What “The Creation of the Media” shows is how deeply Starr believes in the ideals of localism: if the public sphere is to thrive, citizens must be able to make their voices heard and government has to restrain the tendencies of capital toward consolidation and centralization. All those local purchasing alliances that Starr favored weren’t a clever device for avoiding the appearance of big government; they were at the heart of what was attractive about the plan. The plan wasn’t just about extending health coverage; it was about building civil society.

Now it’s time for the reinsertion of journalism into our contemplation of the media. Journalists are accustomed to a heroic version of their role in American history. Newspapers made democracy possible; press freedom was the primary and central innovation of the new American nation; Zenger and Franklin and Jefferson and Paine, all journalists at heart, built this country. Crusading journalists ended slavery, urban graft, official indifference to Depression poverty, McCarthyism, the Vietnam War, and the Nixon Administration. Starr is quite fond of journalists—especially, given his populist sympathies, showy circulation-builders like Hearst and Pulitzer, and small-time pamphleteers—but his book has an inescapably deflating effect on the journalistic ego. Journalism is taken to be of value not in itself but only in its contribution to a larger public conversation, and its quality depends on political and economic arrangements made far above the reporter’s pay grade. There is no bright line, in Starr’s account, between “news” (good) and “entertainment” (bad). Given his paramount concern for a healthy and democratic community, he might, if he had to choose, prefer a well-attended weekly town meeting to a good local paper.

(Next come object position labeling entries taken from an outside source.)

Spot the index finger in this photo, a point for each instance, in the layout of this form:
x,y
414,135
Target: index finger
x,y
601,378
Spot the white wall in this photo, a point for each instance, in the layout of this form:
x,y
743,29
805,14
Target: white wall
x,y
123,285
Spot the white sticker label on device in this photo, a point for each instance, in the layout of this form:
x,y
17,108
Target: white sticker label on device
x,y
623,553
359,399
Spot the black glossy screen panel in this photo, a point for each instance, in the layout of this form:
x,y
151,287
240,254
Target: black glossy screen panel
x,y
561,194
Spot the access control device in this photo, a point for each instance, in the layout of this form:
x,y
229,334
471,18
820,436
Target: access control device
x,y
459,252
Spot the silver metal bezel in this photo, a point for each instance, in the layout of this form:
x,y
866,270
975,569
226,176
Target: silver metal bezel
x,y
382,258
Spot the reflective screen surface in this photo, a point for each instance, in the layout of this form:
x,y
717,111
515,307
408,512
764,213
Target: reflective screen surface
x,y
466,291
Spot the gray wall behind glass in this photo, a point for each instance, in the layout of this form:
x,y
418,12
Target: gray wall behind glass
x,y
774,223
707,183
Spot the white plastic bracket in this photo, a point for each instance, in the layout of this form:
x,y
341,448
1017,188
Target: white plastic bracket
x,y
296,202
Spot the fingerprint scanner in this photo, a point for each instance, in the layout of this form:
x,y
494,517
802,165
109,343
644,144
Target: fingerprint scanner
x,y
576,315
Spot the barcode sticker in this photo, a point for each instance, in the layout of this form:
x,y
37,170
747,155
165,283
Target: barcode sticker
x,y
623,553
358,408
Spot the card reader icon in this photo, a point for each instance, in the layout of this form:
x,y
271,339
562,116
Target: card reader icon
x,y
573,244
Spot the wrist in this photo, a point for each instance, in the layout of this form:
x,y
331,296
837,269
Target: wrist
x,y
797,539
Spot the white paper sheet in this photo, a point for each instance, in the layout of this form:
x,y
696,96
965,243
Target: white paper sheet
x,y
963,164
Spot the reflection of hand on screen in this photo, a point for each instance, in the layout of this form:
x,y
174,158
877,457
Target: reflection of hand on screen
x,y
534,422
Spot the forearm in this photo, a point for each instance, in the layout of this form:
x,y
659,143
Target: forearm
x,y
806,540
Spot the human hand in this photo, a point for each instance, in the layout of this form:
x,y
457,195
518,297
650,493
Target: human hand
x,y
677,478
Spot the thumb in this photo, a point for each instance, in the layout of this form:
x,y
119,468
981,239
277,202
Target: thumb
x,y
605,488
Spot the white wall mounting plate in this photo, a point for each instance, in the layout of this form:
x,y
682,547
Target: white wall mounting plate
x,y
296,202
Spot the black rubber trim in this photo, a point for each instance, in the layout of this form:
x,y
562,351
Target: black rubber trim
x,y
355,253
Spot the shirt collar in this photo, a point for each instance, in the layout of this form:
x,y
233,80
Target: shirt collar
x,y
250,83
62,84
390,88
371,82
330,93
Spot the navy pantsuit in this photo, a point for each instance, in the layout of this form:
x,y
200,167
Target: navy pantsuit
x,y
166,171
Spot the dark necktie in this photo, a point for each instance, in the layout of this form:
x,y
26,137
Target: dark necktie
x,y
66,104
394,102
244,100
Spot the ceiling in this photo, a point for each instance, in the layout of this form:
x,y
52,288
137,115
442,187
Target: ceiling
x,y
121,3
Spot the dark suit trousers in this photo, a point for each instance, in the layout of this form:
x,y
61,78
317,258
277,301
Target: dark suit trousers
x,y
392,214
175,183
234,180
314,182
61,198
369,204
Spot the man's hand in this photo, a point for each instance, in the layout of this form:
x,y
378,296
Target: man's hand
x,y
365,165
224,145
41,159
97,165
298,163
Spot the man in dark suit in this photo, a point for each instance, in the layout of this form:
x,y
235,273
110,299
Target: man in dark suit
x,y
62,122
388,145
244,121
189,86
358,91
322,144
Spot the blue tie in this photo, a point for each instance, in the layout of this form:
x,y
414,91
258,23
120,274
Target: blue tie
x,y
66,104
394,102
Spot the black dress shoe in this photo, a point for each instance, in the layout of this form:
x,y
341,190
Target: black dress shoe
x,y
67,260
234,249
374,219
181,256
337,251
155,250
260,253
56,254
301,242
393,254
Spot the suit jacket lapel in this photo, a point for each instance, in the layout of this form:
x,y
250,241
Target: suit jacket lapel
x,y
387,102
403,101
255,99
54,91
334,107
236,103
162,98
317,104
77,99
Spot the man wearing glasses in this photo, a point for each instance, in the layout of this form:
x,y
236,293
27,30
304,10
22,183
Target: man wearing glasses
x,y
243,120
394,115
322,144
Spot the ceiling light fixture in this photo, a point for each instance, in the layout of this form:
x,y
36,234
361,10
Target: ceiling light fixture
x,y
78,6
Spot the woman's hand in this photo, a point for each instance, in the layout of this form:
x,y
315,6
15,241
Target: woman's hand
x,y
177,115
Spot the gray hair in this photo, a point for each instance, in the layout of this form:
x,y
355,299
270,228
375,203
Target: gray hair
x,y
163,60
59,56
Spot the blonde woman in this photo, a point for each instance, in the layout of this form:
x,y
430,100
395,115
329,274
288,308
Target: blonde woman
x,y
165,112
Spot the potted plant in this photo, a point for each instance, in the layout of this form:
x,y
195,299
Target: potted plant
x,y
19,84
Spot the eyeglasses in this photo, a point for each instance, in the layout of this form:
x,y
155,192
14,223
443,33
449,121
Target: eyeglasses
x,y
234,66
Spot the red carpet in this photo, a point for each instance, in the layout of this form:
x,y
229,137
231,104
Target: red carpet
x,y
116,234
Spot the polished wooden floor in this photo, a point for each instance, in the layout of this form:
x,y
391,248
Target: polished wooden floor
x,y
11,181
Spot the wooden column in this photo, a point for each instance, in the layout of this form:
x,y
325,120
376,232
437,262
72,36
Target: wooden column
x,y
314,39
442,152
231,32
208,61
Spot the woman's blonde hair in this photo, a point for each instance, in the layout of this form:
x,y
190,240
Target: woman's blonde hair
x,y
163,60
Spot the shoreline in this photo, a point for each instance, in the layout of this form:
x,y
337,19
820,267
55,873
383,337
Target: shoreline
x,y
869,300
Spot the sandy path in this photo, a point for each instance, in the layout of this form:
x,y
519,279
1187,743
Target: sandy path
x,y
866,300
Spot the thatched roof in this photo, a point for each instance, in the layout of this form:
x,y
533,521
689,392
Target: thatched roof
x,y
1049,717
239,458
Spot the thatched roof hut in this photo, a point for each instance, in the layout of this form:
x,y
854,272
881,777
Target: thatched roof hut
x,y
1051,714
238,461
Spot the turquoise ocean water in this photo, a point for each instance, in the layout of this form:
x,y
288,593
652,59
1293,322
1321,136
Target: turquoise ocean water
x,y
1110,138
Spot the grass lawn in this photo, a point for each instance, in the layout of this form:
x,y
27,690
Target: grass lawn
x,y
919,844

A word, then, for the special value of journalism. Surely one reason that “the press” and “the media” have become synonyms for journalism is that we’ve given journalists what we think is a critical task: amassing, digesting, and getting across important material that isn’t readily accessible to ordinary citizens. Journalists have an invisible passe-partout that allows them to roam the world and ask consequential people impertinent questions. (Starr reminds us that the news interview was an American invention, circa 1860.) They are intermediaries between the public and realms that are otherwise moated by power, distance, and complexity. It’s hard to imagine a healthy public life above the neighborhood level without the aid of good journalism, because people can’t participate civically if they don’t know anything. Starr is interested mainly in the structure, volume, and range of communications. But what’s being communicated matters, too.